10. This exercise involves the Boston housing data set.
(a) To begin, load in the Boston data set, which is part of the ISLP library.
(b) How many rows are in this data set? How many columns? What do the rows and columns represent?
(c) Make some pairwise scatterplots of the predictors (columns) in this data set. Describe your fndings.

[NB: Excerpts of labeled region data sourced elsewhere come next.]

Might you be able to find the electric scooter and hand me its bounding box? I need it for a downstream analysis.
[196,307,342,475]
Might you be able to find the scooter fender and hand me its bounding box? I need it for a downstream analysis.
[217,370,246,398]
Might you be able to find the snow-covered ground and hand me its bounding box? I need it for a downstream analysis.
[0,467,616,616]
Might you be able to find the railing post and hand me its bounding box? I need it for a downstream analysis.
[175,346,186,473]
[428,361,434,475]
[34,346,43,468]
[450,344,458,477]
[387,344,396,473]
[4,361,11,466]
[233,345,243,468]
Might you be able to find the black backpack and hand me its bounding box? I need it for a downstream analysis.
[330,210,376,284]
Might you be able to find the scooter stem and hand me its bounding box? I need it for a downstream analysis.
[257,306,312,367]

(d) Are any of the predictors associated with per capita crime rate? If so, explain the relationship.
(e) Do any of the suburbs of Boston appear to have particularly high crime rates? Tax rates? Pupil-teacher ratios? Comment on the range of each predictor.
(f) How many of the suburbs in this data set bound the Charles river?
(g) What is the median pupil-teacher ratio among the towns in this data set?
(h) Which suburb of Boston has lowest median value of owneroccupied homes? What are the values of the other predictors for that suburb, and how do those values compare to the overall ranges for those predictors? Comment on your fndings.
(i) In this data set, how many of the suburbs average more than seven rooms per dwelling? More than eight rooms per dwelling? Comment on the suburbs that average more than eight rooms per dwelling.